15.2 Test Execution

The entire testing and verification process of a domain can be automated. Each test can be set up, run, and verified automatically so that we can run tests frequently ideally with every change. We can also add new test cases as we change the models.

First, we show how to establish a unit test for a single activity in a use case. For each test vector, we need to establish the initial state of the model, accept the external signal that signifies the use case, and execute to see what happens. We then evaluate the outcome to see if it is correct.

The state of the system that must exist prior to the test is defined in terms of a set of objects, the values of their attributes, their current states, and any required associations. Examining the preconditions in Figure 15.1, we need:

• An order.

• A product to add to the order. There must be sufficient quantity on hand to fill the order.

• One or more associated selections already associated with the order. Each selection must be associated to a product.

Write action language to set up the test state of the system. It is easiest and most direct to create Product objects synchronously with arbitrary, but reasonable, attribute values, as shown in Figure 15.5.

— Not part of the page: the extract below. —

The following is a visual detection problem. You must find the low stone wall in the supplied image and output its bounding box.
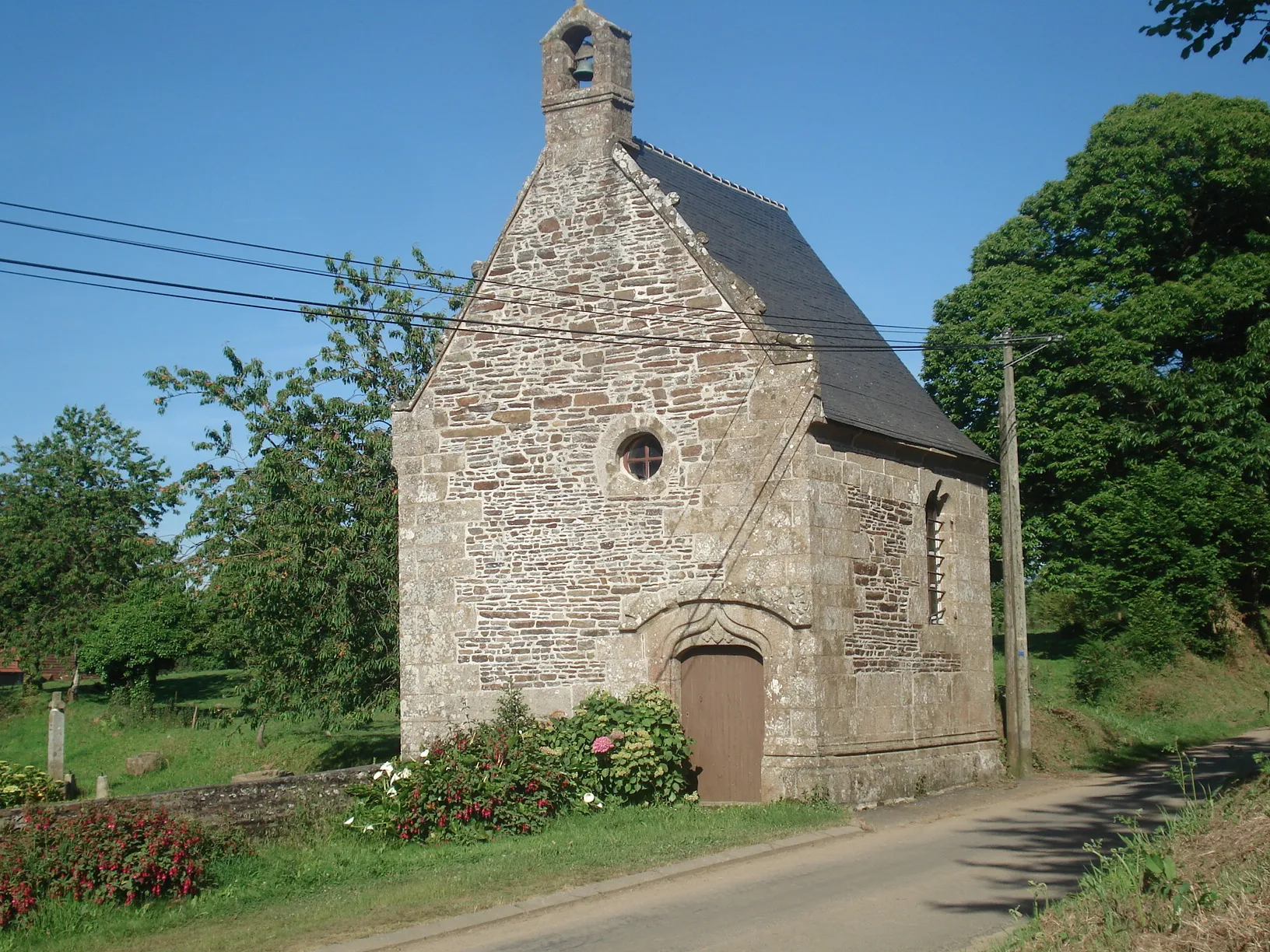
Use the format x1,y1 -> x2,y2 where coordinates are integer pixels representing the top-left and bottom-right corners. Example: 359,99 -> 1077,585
0,765 -> 376,831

There now exist two instances of the product unimaginatively named A and B.

To execute test vector 1 from Figure 15.4, we must establish the initial state. The precondition of this activity requires designating Adding Selection to Order as the initial state for the scenario, as shown in Figure 15.6. (Even though state 1, New Order, can accept the same signal, it is self-directed and will have already caused a transition to state 2.)

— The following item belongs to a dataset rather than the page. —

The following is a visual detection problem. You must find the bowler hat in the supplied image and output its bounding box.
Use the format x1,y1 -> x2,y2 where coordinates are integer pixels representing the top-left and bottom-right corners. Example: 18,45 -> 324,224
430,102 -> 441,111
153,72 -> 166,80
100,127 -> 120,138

Next we identify the external signal that initiates the test case and define the parameters to it. The signal parameters include:

• A reference to an existing open order (the one required by the state of the system above).

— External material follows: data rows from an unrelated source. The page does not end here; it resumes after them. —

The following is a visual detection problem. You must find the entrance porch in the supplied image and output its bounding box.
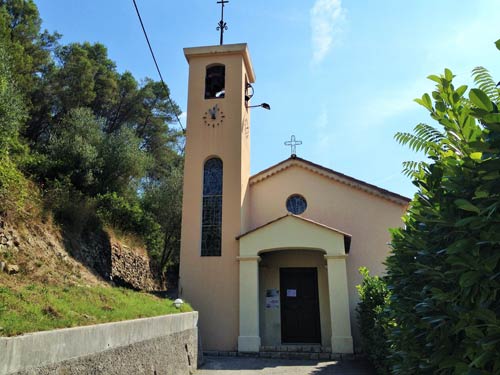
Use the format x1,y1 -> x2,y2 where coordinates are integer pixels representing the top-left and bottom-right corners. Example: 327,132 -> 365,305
238,214 -> 353,353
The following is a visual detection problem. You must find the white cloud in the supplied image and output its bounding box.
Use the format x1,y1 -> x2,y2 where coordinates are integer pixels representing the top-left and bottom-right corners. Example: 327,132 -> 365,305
310,0 -> 346,63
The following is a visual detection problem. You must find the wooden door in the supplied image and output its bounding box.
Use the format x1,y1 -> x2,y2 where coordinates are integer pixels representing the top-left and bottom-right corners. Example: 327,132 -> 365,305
280,268 -> 321,344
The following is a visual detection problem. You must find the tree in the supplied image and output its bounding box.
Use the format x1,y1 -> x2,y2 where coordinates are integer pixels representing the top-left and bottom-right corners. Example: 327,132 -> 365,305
387,41 -> 500,374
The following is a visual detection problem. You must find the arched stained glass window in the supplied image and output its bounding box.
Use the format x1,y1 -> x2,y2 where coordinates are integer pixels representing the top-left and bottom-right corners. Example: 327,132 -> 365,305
201,158 -> 222,256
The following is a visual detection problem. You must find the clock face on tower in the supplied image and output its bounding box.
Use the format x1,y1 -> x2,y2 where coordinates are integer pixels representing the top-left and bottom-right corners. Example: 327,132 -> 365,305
203,104 -> 226,128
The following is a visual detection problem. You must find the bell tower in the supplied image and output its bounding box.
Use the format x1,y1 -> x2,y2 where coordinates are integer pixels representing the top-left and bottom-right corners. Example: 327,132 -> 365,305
179,44 -> 255,350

• A reference to an existing product (again, one required by the state of the system).

• A quantity to add to the order. This value needs to be less than the quantity on-hand of the product.

So we generate the signal addSelection:

generate addSelection (productID: productB.productID, quantity: 3) to order;

Each procedure may send other signals. The verifier processes signals until there are no more signals outstanding, leaving the system in a new state that should match the postconditions in the use case.

This process creates an execution trace that can be visualized using a sequence diagram, which shows the new states, as shown in Figure 15.7.

Check also that attributes have the correct values, associations are correct, and that any expected outbound signals have been sent. For this test case:

• A product selection should be associated with the order and the product referenced in the initial signal.

• The quantitySelected in the product selection should match the quantity in the initial signal, plus any amount already selected.

• All derived attributes (e.g., the totalValue of the order) should have the correct value.

Result-checking against externally specified values can also be coded in the test case. In some cases we may need to record the old value of an attribute (e.g., the order's original value) to check it against a new or changed value (the order's value with the new product added to it). Figure 15.8 shows how we could check the results of the test case.

If all the assertions are true, the test vector passes. The test case may also clean up objects and/or restore the system back to a known state so that other test cases may be run.

Test vectors can be checked automatically. We have abbreviated checking the test vector to a single (nonstandard) assert statement in the logic above. To find out more about test vector generation and injection a whole body of knowledge in itself see, for example, [1] and [2].